Follow Me to Ground Page 36

Hands in his back pockets, vaulting his chest. He might try to hit me. He’s picturing it, at least.

–Why would she lie?

–I can’t answer for your mother.

Shifting his weight like the floor is hot. Looking over my head, teeth grating.

–I’ve been in town a few days, you know. Asking around about you, and … Why didn’t you say you had company?

He is looking behind me, where the garden holds the evening’s fading light.

–You should go.

–He …

Because of course, even at this distance, he can see the resemblance between them. Not so changed, then. Not on the outside. I watch his face, his temples crowding. Turning to creases the soft skin between his eyes.

–Come back another time.

–Who is he?

Headed for the back door, his face open as a child’s. The sadness he must’ve felt as a boy in want of a father, all flooding back now and making bright pools of his eyes.

–Don’t. Don’t go outside.

Olivia sent me their son, to let me know he lied to me.
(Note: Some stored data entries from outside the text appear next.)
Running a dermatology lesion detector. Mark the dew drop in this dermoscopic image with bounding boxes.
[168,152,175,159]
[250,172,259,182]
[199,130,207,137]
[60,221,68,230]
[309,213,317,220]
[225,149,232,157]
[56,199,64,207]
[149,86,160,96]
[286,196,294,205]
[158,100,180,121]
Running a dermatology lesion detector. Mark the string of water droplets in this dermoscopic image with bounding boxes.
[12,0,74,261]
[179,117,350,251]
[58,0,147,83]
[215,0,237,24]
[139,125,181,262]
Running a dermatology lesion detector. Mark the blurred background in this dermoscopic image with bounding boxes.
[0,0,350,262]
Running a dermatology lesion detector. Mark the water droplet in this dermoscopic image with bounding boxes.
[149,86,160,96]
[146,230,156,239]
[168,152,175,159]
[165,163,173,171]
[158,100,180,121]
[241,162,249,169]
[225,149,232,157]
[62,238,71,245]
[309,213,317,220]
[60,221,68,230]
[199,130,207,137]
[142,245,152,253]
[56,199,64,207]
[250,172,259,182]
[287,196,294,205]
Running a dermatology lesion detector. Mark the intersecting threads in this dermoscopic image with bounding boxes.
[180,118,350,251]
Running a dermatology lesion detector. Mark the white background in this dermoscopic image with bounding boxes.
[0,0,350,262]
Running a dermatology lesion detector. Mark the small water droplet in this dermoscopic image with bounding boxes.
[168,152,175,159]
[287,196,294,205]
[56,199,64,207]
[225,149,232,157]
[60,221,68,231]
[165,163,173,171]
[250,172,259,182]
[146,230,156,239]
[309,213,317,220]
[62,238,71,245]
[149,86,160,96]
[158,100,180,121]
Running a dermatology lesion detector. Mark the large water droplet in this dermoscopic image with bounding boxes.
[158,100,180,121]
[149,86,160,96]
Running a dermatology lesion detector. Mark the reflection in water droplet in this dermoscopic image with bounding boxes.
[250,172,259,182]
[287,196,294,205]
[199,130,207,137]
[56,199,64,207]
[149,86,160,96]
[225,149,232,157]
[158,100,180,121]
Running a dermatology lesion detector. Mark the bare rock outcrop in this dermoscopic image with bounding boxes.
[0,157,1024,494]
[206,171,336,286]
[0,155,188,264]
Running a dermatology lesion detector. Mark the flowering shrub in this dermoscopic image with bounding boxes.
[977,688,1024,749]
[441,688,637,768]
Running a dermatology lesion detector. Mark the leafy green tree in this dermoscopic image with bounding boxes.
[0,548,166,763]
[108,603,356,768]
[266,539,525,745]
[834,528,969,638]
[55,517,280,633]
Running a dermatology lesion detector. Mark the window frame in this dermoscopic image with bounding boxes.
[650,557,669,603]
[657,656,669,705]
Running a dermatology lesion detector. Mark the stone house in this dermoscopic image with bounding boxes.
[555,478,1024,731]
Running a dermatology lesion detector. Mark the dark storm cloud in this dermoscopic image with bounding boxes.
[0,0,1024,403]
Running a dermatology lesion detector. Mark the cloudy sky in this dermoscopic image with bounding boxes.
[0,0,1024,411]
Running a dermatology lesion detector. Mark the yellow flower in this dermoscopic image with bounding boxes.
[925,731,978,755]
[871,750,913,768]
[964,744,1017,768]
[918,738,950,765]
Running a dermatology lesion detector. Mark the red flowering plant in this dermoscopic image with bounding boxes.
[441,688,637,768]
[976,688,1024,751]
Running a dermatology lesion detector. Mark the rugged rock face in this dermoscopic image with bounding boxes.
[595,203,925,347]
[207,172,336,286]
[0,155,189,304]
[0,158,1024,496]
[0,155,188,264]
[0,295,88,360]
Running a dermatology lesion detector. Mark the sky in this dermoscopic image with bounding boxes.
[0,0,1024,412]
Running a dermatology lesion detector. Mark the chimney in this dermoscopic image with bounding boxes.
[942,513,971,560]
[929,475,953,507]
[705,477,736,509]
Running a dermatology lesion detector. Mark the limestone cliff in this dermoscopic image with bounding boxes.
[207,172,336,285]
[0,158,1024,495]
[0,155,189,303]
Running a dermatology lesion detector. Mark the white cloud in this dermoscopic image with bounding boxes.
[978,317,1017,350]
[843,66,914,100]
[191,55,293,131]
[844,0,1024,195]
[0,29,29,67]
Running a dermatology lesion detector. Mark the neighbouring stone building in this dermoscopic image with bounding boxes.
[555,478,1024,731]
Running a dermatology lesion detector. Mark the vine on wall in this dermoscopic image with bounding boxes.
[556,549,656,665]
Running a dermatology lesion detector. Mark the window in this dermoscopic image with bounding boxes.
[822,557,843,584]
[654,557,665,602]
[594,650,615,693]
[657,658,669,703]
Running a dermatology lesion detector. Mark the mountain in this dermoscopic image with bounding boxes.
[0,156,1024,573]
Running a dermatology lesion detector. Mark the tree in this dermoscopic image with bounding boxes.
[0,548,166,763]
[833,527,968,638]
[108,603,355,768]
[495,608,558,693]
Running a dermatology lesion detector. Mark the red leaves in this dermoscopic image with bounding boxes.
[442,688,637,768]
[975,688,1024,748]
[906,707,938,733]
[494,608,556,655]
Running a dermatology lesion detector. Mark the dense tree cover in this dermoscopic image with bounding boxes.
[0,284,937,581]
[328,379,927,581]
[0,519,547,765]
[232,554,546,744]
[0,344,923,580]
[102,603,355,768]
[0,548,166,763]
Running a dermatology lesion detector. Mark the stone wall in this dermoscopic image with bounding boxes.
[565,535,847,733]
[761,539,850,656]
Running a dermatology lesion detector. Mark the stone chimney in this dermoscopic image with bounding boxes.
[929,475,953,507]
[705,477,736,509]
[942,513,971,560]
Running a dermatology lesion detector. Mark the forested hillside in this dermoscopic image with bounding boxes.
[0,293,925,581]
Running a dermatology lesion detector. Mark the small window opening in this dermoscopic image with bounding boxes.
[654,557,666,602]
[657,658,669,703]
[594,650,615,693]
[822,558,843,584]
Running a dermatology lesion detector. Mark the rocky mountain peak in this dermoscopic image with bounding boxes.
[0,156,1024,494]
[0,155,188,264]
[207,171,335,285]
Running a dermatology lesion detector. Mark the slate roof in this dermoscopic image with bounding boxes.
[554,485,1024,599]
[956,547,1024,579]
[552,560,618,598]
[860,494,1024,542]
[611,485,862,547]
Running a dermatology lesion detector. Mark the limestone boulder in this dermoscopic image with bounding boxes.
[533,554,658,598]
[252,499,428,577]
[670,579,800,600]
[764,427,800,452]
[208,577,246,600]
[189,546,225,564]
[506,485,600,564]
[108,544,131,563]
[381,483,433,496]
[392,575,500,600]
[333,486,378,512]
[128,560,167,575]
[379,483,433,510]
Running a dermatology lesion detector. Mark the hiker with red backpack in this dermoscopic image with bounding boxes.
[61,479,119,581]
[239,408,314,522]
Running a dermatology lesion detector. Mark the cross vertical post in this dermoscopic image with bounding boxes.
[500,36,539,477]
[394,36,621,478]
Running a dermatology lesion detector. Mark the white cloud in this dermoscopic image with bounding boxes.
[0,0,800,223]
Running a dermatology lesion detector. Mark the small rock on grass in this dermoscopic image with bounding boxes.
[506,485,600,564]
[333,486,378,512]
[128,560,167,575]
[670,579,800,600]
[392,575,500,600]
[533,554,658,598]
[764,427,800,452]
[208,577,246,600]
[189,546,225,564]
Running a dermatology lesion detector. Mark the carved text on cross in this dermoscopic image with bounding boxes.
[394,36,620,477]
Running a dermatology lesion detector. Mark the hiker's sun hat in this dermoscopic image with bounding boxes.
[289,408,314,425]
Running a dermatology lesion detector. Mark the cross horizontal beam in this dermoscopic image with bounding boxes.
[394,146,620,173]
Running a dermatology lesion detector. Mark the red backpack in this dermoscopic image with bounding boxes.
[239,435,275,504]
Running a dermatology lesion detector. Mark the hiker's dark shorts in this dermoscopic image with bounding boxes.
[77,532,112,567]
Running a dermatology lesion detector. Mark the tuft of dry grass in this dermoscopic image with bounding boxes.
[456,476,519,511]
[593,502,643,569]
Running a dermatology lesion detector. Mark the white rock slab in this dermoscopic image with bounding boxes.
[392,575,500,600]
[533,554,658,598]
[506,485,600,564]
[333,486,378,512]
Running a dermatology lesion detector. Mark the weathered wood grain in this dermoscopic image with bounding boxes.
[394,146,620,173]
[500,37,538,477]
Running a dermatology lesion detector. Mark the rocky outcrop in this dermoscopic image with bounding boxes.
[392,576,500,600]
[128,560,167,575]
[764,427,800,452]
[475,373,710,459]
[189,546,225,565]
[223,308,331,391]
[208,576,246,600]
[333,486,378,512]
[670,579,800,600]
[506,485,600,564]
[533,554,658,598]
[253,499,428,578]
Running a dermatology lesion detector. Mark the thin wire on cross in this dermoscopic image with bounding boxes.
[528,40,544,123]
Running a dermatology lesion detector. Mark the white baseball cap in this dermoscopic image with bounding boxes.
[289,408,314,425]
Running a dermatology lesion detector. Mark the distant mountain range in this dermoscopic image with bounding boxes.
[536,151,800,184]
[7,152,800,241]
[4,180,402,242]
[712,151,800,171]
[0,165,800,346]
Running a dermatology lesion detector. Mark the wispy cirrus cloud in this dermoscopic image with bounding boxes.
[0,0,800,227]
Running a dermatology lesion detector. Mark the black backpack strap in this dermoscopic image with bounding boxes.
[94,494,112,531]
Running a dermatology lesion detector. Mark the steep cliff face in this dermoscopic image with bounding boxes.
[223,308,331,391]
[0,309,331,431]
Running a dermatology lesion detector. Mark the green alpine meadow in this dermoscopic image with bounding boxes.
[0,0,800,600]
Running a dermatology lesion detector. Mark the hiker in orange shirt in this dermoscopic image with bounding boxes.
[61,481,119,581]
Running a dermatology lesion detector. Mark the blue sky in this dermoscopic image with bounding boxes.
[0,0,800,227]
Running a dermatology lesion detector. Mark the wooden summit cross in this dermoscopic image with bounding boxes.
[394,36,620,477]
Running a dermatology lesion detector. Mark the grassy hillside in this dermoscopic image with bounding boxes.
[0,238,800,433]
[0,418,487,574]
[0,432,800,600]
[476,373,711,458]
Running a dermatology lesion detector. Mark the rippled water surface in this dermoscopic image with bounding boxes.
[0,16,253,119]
Thinking she’d change my mind.

Probably she’s thought the two of us have been living together all these years, taking our supper at the same time every evening, and couldn’t help herself. Probably scrawled a map to the house right as she died.

But I should be thankful. Must be this boy who’s pulled him up. The closeness of this poor, ignorant boy.

And, besides.

Olivia forgot: I’m no Cure.

There’s little I can’t abide.

His feet are heavy in his boots as he walks past me.

The rain is coming. I know already the patterned indentations it’ll leave on the lawn.

He will be much changed, I know, after all these years in The Ground.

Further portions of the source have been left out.